En clip je pense que mon préféré est Rimk feat PLK – Cosmo car j’adore les artistes et ça a été très cool de bosser dessus et de proposer des choses. J’aime aussi beaucoup Double L de Larry et Leto car pour la première fois j’ai pu tester un look pellicule et je suis super fier du résultat.”
Si tu n’étais pas étalonneur, que ferais-tu ? Toujours dans le domaine de l’audiovisuel ou complètement autre chose ?
“Excellente question. Je ne vois pas d’autres métiers où j’aurais ce sentiment de liberté tout en pouvant être créatif. J’ai toujours la passion et le plaisir quand je travaille, ce qui n’est pas à la portée de tous.

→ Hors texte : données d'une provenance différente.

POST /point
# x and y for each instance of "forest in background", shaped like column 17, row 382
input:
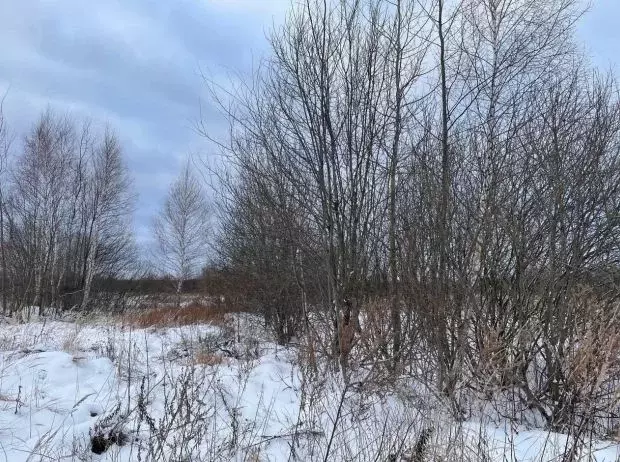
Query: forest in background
column 429, row 186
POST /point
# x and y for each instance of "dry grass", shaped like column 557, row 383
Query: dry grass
column 167, row 316
column 208, row 359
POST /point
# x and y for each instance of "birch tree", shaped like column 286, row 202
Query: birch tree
column 181, row 229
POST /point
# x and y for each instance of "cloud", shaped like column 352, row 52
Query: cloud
column 134, row 64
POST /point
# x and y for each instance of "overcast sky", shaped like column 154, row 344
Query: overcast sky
column 135, row 65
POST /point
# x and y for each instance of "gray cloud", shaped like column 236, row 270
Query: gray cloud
column 133, row 64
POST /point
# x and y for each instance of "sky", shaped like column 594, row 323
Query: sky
column 136, row 65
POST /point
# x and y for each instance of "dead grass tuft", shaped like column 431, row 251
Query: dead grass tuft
column 208, row 359
column 166, row 316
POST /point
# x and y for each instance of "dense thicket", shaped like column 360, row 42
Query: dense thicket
column 65, row 214
column 451, row 166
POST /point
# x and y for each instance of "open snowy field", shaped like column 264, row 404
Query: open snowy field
column 101, row 390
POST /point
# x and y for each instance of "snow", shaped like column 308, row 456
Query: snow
column 63, row 382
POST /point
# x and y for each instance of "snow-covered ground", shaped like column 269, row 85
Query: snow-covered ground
column 208, row 393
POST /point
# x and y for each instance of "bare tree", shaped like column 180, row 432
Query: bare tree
column 181, row 229
column 5, row 143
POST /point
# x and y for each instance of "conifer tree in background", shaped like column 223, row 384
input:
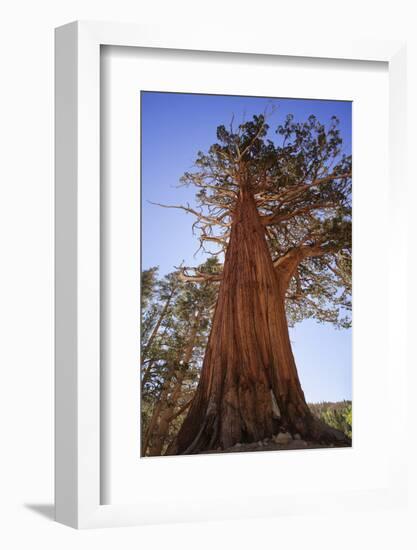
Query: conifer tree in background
column 177, row 321
column 282, row 216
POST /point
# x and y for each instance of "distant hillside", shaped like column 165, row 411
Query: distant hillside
column 338, row 415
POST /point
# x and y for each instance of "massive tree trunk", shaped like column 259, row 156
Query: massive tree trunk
column 249, row 386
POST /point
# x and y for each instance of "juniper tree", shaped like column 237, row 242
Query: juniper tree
column 280, row 212
column 177, row 352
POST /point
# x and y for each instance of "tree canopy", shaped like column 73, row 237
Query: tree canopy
column 301, row 182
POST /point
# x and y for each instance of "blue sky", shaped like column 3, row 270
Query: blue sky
column 174, row 128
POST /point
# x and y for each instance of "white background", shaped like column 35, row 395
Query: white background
column 274, row 475
column 26, row 301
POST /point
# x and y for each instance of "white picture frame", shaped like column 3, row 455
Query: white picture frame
column 78, row 478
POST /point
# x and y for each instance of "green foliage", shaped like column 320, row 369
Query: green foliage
column 337, row 415
column 172, row 352
column 303, row 179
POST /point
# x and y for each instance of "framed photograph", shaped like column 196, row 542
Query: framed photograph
column 222, row 349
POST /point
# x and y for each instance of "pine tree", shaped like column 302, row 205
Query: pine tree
column 281, row 214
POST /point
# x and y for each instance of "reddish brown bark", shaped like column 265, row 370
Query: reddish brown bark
column 248, row 357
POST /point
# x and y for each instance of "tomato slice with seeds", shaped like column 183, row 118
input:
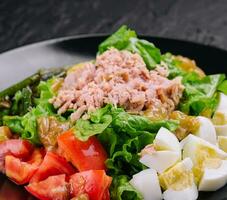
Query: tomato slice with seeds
column 93, row 184
column 52, row 164
column 16, row 147
column 52, row 188
column 20, row 171
column 84, row 155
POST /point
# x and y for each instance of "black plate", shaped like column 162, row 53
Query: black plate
column 17, row 64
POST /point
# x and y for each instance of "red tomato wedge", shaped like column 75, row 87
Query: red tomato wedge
column 21, row 171
column 52, row 188
column 15, row 147
column 52, row 164
column 83, row 155
column 93, row 183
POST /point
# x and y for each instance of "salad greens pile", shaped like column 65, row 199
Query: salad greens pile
column 123, row 135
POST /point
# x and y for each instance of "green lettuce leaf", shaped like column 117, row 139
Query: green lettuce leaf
column 26, row 125
column 123, row 136
column 200, row 95
column 121, row 189
column 132, row 124
column 223, row 87
column 118, row 40
column 22, row 101
column 126, row 39
column 150, row 54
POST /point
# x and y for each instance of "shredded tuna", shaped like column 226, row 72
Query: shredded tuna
column 120, row 78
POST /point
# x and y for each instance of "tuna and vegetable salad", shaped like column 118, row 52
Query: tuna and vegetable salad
column 131, row 124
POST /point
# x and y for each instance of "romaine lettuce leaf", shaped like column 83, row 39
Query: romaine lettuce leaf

Je pense que je serais soit joueurs professionnel en e-sport (car je suis passionné de jeux vidéo) soit éleveur de chat haha”
Sur quels projets bosses-tu en ce moment ?
“Je fais beaucoup de publicité. Je viens de terminer une campagne pour Givenchy et je suis actuellement sur une campagne pour un bijoutier. Mais je n’ai pas le droit d’en dire plus haha”
Qu’est-ce que tu pourrais offrir comme conseil à un étalonneur en herbe ?
“D’aller se former dans des labos de postproduction, de rester humble au début et d’être prêt à en baver un peu. De connaître le reste de l’audiovisuel, en particulier les caméras, la lumière et tout ce qui touche aux images numériques. Commencer par le clip et le court-métrage, même en bénévolat. Il faut se faire son réseau petit à petit car les gros projets ne tombent pas du ciel sans raison. Personne ne vous attend, à vous de vous faire une place.”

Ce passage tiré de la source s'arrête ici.